Lufthansa sollicite une subvention de l’État au risque de faire faillite

Selon les indications de la maison-mère de Swiss jeudi, la firme est entrée en contact avec les pouvoirs publics pour « assurer sa solvabilité ». À cause de la pandémie, les avions du transport aérien Lufthansa sont immobilisés au sol.
Les réserves financières de la firme vont se volatiliser dans les semaines à venir. Aussi, elle discute ardemment avec les gouvernements d’Allemagne, d’Autriche, de Belgique et de Suisse. Le but étant de solliciter des aides auprès de l’État où la société est implantée pour « garantir très vite une solvabilité dans le temps », a-t-il indiqué lors d’un communiqué.

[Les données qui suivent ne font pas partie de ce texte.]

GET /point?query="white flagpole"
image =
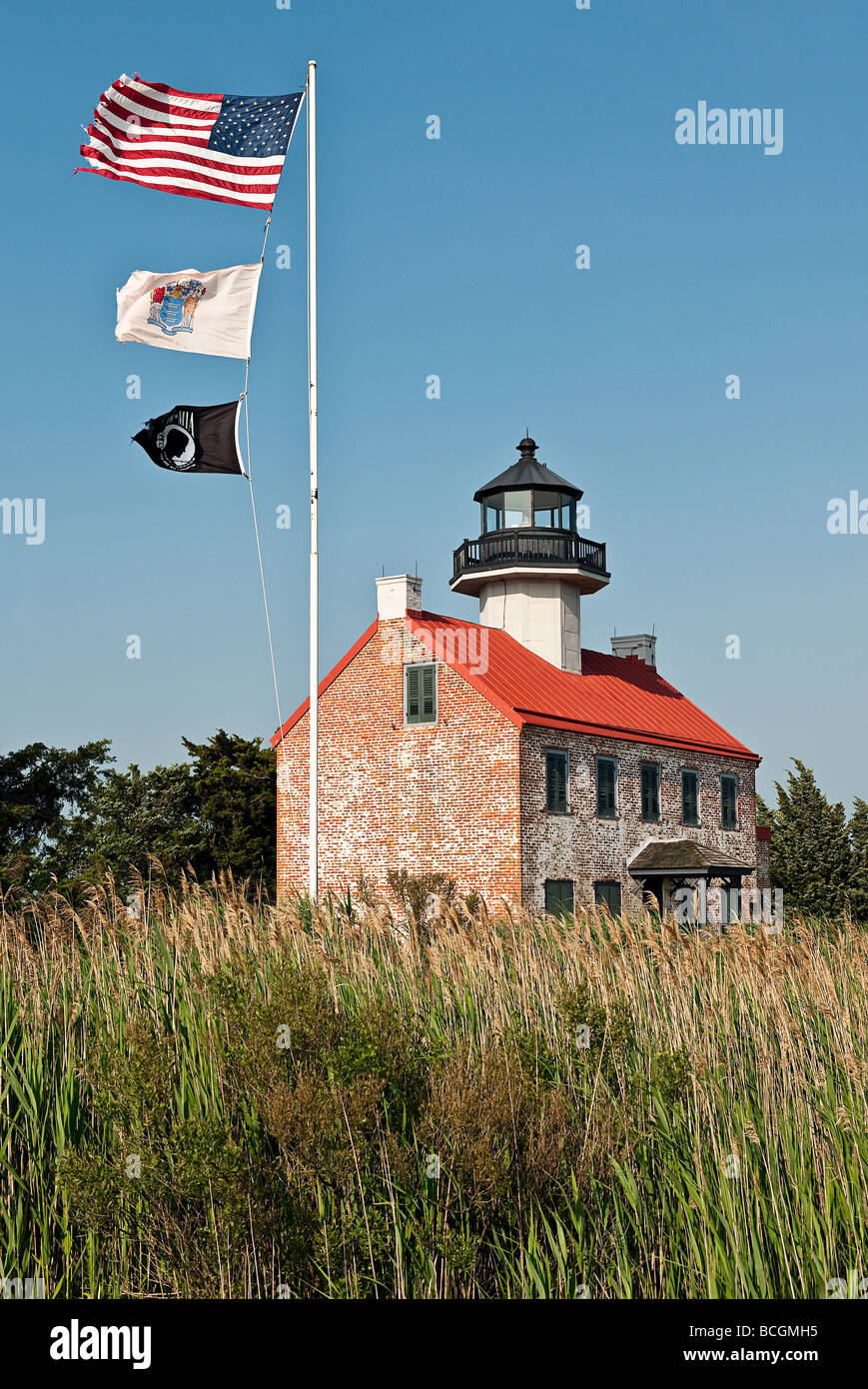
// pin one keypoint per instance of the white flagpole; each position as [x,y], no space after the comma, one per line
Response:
[314,581]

« Le groupe estime que la couverture des besoins ne peut se faire » sur les marchés. « Nous espérons que les discussions soient fructueuses », développe l’entreprise.
Le patron Carsten Spohr avait averti Lufthansa vers début avril de la perte d’un million d’euros « par heure » à cause de la pandémie. Avec les effets néfastes du coronavirus, le transport aérien doit faire face à une crise épouvantable. Presque la totalité des activités de la société est en suspens.« Actuellement, il est impossible d’anticiper la date de reprise de service de la firme » hormis le plan de vol d’urgence. Parmi les 763, 700 avions sont cloués au sol. M. Spohr a précisé une diminution de 99 % du nombre de passagers journaliers.

Lufthansa sollicite une subvention de l’État au risque de faire faillite

L’effet du coronavirus se ressent dans les chiffres du premier trimestre. D’après une publication jeudi, le groupe présente une perte opérationnelle de 1,2 milliard d’euros. En 2019, sur la même période, les pertes étaient de 336 millions.

Pour le mois de mars, le chiffre d’affaires était partagé en deux. La perte a nettement augmenté au deuxième trimestre, soutient Lufthansa. Suite à ces événements, la société a indiqué un plan de restructuration. 7000 salariés peuvent être licenciés. Le groupe devra se défaire d’une dizaine de ses avions. La corporation a également avisé la fermeture de sa filiale Germanwings.
« Des discussions » auront lieu avec les syndicats. Proposer un nouveau boulot à un maximum d’employés, telle est la promesse du patron. Depuis le coronavirus, la filiale Cargo est la seule à afficher une hausse de la demande. Cela s’explique par le transport en grand nombre des équipements médicaux de protection.